L'uscita del nuovo film di Michel Hazanavicius non era equiparabile alle molte altre che si accavallano senza capo ne' coda nella programmazione delle sale cinematografiche. A fare la differenza in questo caso c'era una serie di fattori d'eccezione. Il primo, forse quello più importante rispetto alla materia cinematografica consisteva nella verifica di un talento esploso improvvisamente e in maniera dirompente grazie a un film, "The artist", che aveva catapultato il suo autore tra le stelle del Parnaso dopo anni di carriera routinaria. Si trattava in buona sostanza di verificare se la poetica leggerezza e l'originalità di un film girato in bianco e nero e per di più senza parole, fosse stata qualcosa di più di una serie di fortunose coincidenze, il più delle volte non replicabili. In seconda battuta, constatare la permanenza di un livello di empatia talmente contagiosa da trasformare un film senza pretese commerciali in uno dei più grandi incassi della stagione.
Possibilità che l'avvenuta selezione al festival di Cannes sembrava confermare in senso positivo nel ricordo di quello che era successo al film precedente di Hazanavicius che proprio della manifestazione francese aveva fatto il trampolino di lancio per la conquista del pianeta. A qualche mese di distanza, la visione di "The Search" conferma le perplessità suscitate ai tempi della sua presentazione. I motivi sono presto detti, non prima di aver specificato che la storia del film e' collocata sullo sfondo della guerra cecena (il secondo conflitto per l'esattezza), con l'invasione del paese da parte dell'esercito russo a innescare l'odissea di quattro personaggi - un bambino e tre adulti- coinvolti in diverso modo e con differenti conseguenze dalla brutalità di quella guerra. Un tema quanto mai attuale che Hazanevicius tratta con dovizia di particolari e senza risparmiarci nulla in termini di violenza e brutalità, a partire dalla scena iniziale dove in una sorta di mockumentary assistiamo all'eccidio che spinge il piccolo Hadij alla fuga che da il via alla storia, oppure portandoci all'interno delle "Linee nemiche" per ragguagliarci sulle forme di coercizione utilizzate dall'esercito russo per addestrare i suoi soldati, e in particolare Kolija, uno dei personaggi del film, "adescato" dalla polizia per futili motivi e costretto ad arruolarsi per evitare la prigione. Una volontà omnicomprensiva che non si accontenta dell'evidenza dei fatti e che attraverso la figura di Carole (una Berenice Bejo in versione madre coraggio), la rappresentante per i diritti umani dell'unione europea che ad un certo punto si prende cura di Hadij, arriva a spingersi nelle stanze dei bottoni per denunciare l'ipocrisia e il disinteresse del sistema politico e governativo.
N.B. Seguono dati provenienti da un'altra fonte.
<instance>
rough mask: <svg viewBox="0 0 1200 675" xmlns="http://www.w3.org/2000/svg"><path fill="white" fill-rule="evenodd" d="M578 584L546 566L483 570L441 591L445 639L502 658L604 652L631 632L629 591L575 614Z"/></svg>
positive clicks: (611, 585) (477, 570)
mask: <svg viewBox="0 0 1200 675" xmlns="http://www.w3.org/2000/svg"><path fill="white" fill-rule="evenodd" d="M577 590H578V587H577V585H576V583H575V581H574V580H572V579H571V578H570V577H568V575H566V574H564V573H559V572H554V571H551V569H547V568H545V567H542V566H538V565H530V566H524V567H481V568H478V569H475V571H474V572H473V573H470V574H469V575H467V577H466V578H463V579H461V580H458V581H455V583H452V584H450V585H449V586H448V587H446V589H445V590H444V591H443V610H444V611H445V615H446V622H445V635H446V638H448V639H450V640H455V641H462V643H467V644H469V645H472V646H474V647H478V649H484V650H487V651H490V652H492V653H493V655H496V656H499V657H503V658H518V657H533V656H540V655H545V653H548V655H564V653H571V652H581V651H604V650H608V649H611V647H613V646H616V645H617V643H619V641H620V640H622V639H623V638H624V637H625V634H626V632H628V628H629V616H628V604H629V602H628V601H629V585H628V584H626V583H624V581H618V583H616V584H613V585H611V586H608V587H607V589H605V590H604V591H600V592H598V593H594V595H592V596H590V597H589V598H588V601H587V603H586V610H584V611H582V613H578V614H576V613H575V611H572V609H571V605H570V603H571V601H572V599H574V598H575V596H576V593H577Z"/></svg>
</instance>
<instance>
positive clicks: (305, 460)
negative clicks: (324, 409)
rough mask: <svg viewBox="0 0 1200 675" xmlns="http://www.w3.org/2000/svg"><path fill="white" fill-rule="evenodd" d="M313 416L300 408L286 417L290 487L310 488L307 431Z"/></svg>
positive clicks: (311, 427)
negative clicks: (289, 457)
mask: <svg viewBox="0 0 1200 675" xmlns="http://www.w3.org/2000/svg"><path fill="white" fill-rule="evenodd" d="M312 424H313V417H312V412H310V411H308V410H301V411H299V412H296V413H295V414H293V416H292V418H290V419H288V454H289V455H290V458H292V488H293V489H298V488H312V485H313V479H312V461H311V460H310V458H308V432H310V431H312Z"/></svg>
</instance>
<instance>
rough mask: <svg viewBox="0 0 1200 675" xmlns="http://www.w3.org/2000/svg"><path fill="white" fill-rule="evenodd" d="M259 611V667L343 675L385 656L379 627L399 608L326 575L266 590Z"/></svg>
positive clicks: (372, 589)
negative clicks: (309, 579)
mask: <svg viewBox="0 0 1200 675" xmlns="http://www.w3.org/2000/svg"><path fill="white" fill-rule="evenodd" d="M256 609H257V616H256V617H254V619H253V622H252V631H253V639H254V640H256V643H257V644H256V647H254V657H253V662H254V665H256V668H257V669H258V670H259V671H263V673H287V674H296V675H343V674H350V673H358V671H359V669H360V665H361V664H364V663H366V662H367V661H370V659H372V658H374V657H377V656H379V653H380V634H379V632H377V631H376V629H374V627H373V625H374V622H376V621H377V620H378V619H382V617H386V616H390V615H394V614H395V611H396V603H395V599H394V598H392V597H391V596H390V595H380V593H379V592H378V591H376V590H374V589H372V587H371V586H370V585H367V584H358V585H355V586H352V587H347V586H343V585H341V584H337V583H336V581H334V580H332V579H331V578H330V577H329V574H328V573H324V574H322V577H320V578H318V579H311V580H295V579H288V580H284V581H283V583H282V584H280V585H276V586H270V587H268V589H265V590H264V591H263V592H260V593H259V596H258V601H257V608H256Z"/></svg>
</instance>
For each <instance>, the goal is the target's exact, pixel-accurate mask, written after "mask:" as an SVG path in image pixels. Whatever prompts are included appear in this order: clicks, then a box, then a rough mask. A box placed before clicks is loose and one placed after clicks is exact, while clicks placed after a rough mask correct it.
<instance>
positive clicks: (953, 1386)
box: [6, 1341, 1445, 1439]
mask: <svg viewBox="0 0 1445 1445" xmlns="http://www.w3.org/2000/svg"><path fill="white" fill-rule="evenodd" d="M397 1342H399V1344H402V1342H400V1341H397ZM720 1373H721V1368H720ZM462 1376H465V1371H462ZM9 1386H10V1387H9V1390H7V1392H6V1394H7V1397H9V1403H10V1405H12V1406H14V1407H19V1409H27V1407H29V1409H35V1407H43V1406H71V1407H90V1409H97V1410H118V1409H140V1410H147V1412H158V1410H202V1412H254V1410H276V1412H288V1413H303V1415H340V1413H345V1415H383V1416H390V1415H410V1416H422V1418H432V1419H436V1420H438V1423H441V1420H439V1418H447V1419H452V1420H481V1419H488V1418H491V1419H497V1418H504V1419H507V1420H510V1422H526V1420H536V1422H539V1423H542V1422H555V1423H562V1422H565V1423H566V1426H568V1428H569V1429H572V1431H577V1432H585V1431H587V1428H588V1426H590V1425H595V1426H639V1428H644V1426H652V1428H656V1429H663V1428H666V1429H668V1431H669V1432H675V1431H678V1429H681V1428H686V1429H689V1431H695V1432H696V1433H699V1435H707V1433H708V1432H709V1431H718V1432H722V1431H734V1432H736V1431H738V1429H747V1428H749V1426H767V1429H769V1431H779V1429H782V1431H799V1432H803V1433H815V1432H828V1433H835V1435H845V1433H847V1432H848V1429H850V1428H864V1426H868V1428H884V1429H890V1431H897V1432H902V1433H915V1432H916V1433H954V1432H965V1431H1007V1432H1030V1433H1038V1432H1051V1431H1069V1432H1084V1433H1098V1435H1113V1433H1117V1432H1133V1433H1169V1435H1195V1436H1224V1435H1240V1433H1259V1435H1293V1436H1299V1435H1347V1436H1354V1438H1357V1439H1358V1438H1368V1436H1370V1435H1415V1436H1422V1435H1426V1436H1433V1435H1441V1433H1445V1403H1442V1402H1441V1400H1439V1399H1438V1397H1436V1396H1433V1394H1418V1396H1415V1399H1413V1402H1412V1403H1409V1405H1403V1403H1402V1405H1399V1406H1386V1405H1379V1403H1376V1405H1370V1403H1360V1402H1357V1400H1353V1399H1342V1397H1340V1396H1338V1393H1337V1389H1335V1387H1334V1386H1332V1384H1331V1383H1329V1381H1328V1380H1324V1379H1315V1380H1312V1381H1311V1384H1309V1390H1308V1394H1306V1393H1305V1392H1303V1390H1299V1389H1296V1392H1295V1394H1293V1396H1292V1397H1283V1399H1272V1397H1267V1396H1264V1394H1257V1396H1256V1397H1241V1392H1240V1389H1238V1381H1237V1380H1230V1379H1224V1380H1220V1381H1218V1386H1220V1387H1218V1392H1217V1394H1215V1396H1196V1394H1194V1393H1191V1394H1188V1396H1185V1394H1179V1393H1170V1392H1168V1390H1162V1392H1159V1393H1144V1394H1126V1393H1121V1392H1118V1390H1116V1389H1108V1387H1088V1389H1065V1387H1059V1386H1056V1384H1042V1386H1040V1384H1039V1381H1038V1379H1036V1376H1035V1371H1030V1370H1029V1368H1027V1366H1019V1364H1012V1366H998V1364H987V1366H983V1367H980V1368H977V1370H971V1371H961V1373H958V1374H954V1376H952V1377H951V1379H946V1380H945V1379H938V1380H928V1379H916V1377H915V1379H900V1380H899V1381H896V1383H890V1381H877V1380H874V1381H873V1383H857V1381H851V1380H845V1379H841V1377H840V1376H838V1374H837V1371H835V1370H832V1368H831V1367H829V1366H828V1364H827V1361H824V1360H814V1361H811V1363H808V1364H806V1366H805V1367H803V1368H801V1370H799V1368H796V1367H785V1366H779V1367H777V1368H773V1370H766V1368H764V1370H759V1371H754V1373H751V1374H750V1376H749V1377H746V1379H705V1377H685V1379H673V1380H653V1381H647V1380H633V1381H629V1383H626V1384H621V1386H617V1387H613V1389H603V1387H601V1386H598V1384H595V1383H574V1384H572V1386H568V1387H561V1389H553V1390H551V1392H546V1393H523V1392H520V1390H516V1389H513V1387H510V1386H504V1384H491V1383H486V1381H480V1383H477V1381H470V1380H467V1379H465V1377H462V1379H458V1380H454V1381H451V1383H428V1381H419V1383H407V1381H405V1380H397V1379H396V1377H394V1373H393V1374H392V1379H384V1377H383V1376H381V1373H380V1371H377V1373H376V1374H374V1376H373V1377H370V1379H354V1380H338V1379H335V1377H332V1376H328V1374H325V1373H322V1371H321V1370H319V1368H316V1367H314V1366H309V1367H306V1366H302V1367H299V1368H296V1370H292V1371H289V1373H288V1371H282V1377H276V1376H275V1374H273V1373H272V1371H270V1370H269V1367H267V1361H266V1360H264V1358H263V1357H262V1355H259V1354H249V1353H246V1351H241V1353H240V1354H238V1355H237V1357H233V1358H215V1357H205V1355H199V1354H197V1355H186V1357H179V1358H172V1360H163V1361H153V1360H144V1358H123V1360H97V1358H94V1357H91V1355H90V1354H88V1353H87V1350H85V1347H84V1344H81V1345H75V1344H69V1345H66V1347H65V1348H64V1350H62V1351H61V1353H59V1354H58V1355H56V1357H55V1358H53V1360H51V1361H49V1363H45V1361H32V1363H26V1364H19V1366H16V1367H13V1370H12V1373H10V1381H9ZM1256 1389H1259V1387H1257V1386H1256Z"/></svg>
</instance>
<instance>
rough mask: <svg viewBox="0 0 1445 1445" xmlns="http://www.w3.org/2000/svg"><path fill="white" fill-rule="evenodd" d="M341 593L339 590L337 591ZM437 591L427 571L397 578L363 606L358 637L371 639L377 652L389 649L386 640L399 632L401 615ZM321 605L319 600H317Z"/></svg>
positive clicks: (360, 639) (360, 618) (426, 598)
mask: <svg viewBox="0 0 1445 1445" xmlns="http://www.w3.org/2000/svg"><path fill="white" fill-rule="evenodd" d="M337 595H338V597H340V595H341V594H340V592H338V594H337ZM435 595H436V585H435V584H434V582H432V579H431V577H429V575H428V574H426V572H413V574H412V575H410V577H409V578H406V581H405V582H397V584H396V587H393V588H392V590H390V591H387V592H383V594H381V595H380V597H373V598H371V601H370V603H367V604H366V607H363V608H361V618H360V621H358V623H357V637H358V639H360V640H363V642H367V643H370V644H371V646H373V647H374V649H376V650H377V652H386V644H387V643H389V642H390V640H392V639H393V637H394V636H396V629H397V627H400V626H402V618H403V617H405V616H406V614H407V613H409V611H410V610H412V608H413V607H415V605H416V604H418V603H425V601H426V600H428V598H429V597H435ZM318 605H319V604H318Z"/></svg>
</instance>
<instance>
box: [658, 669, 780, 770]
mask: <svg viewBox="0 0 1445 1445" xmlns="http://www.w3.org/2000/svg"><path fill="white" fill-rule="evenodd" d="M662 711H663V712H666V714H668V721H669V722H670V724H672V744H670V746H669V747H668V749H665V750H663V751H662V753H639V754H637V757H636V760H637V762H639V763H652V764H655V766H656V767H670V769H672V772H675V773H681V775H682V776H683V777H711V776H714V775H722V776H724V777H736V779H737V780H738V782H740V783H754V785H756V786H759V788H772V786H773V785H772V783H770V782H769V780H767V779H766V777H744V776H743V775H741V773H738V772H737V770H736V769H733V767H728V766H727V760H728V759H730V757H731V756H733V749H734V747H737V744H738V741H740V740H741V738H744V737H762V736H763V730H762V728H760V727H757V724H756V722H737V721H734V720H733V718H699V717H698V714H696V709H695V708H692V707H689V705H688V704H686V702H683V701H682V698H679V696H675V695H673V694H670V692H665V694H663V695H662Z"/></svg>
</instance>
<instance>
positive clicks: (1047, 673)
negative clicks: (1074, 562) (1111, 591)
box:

Di fronte ad un progetto così ambizioso e complesso Hazenevicius reagisce nella maniera più facile e scontata, schierandosi dalla parte degli umiliati e offesi e adottando un punto di vista che si sforza continuamente di denunciare storture e ingiustizie. Un atteggiamento lodevole e anche dovuto ma che nell'ottica dell'approccio scelto dal regista appare riduttivo soprattutto quando si tratta di andare oltre i segni più tangibili della guerra per indagarne cause e conseguenze. Se poi aggiungiamo la presenza di una struttura narrativa che sostituisce la lunghezza del minutaggio (ben 149') alla necessità di tenere insieme in maniera logica e con una buona dose di verosimiglianza così tanta carne al fuoco allora è inevitabile che "The Search" si trasformi in un melodramma politicamente corretto e emotivamente ricattatorio, con scene madri e sermoni anti sistema pronti a far fuoco, sulle speranze di chi si attendeva qualcosa di più di un feuiletton edificante e consolatorio. In questo senso basterebbe da sola la faccetta perennemente sbigottita e bisognosa del piccolo protagonista per dare la misura della dimensione unilaterale e monocorde in cui si muove il film.